Her credentials document close to 300 publications. The most recent appeared in American Psychologist and focused on victim voice and in re-envisioning responses to sexual and physical violence, better responses to underserved populations, and greater alignment of funding from the Violence Against Women Act funding with expressed victim needs.
During her career, she has consulted with many national and international health and advocacy organizations. Since 2016, she advised the US Departments of Justice, Education, and the White House Taskforce on Campus Sexual Assault.
She was the 8th recipient of the Visionary Award from End Violence Against Women International. She has received awards from the American Psychological Association: the Award for Distinguished Contributions to Research in Public Policy (2000) and the Award for Distinguished Contributions to the International Advancement of Psychology (2017).
Dr. Heather Peters
Dr. Peters, PhD, LP, CMPC, is Associate Professor of Psychology at the University of Minnesota, Morris and a licensed psychologist in the state of Minnesota.

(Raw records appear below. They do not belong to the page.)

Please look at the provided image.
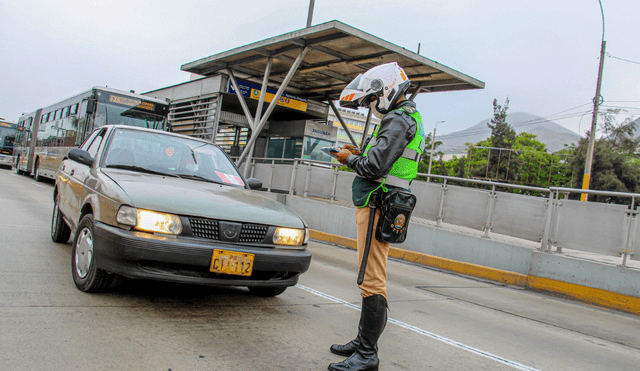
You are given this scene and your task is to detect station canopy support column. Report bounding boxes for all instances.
[178,21,486,171]
[234,46,310,171]
[360,108,373,148]
[327,98,359,149]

Dr. Peters received her doctorate of philosophy (2006) in clinical psychology with a specialty in sport psychology from the University of Arizona. She completed her predoctoral internship and postdoctoral fellowship at the University of California-Davis Counseling and Psychological Services where she received extensive training in multicultural counseling and diversity issues.
The overall goal of Dr. Peters’ program of research is to assist in the development of culturally sensitive interventions and programs that improve the health and well-being of people from marginalized cultural groups within our society.
Dr. Peters has published numerous chapters and articles on various topics related to culture. Her applied interests include facilitating multicultural discussion groups and providing sport psychology services to coaches and athletes. Dr. Peters is a certified mental performance consultant and a member of the United States Olympic Committee’s Sport Psychology Registry. She has conducted numerous diversity training seminars around the United States.
Dr. Peters has recently received the following awards: Cesar E. Chavez Award; UMM Alumni Association Teaching Award; Horace T. Morse-University of Minnesota Alumni Association Award for Outstanding Contributions to Undergraduate Education.